Re: Nutch dev. plans

2009-07-25 Thread Andrzej Bialecki

Kirby Bohling wrote:

On Fri, Jul 17, 2009 at 5:21 PM, Andrzej Bialecki wrote:

Doğacan Güney wrote:


There's no specific design yet except I can't stand the existing plugin
framework anymore ... ;) I started reading on OSGI and it seems that it
supports the functionality that we need, and much more - it certainly
looks
like a better alternative than maintaining our plugin system beyond 1.x
...


Couldn't agree more with the "can't stand plugin framework" :D

Any good links on OSGI stuff?

I found this:

http://neilbartlett.name/blog/osgi-articles


Hi Kirby,

Thanks for your insights - please see my comments below.

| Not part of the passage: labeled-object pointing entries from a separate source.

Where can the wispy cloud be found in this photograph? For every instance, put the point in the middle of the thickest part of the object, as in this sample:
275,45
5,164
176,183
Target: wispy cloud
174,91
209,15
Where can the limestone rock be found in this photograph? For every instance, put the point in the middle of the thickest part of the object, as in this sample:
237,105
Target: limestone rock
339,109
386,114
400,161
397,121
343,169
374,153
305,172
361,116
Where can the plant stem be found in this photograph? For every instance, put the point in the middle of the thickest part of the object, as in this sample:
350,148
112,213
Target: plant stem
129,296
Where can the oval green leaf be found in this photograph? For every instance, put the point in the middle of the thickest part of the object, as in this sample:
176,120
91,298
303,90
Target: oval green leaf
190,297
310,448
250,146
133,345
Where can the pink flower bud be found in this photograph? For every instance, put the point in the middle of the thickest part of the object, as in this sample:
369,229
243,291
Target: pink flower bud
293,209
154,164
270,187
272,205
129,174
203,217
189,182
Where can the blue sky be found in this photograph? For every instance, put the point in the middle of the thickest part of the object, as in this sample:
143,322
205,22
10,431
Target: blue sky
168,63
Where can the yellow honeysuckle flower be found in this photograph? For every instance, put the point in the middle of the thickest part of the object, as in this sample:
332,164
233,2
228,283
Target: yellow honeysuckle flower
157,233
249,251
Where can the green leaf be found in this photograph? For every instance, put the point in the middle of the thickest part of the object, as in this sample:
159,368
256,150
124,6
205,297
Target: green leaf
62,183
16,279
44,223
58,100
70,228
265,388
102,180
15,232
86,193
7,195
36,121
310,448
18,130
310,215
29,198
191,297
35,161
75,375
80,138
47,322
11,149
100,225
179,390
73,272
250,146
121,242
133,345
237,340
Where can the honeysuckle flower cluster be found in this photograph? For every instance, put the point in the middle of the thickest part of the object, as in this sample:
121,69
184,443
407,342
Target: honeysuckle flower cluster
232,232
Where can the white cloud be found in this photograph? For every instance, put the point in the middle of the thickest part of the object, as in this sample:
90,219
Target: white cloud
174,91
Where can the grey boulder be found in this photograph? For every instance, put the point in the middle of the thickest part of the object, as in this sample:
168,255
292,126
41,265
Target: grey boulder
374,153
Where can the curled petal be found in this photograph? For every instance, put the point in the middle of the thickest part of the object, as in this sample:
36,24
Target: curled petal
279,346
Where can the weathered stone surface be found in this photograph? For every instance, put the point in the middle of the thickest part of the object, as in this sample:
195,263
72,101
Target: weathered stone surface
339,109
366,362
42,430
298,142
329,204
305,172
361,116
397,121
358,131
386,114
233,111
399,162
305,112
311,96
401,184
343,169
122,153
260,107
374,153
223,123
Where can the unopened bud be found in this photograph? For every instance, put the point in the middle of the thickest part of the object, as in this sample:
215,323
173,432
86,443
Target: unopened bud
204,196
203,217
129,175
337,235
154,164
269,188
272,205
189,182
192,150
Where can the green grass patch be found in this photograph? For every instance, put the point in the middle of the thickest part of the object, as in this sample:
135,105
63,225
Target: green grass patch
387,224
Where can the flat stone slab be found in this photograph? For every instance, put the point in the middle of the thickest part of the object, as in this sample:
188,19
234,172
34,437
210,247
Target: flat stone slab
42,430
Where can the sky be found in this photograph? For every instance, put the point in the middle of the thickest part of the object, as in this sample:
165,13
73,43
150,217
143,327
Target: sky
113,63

Plugins are called Bundles in OSGi parlance, but I'll use plugin as
that's the term used by Nutch.

I have done quite a bit of OSGi work (I used to develop RCP
applications for a living).  OSGi is great, as long as you plan on not
using reflection to retrieve classes directly, and you don't plan on
using a library that uses it directly.

Pretty much every use of usage like this:

Class clazz = Class.forName(stringFromConfig);
// Code to create an object using this class...

Will fail, unless the code is very classloader aware.  So if you're
going to switch over to using OSGi (which I think would be wonderful),
you'll want to ensure that you can deal with all of the third-party
libraries.  I haven't played much with any of the Declarative Services
stuff (I think that was slated for OSGi, but it might have just been
an Eclipse extension).


This is an important issue - so I think we need first to do some 
experiments, and continue development on a branch for a while ... Still 
the whole ecosystem that OSGI offers is worth the trouble IMHO.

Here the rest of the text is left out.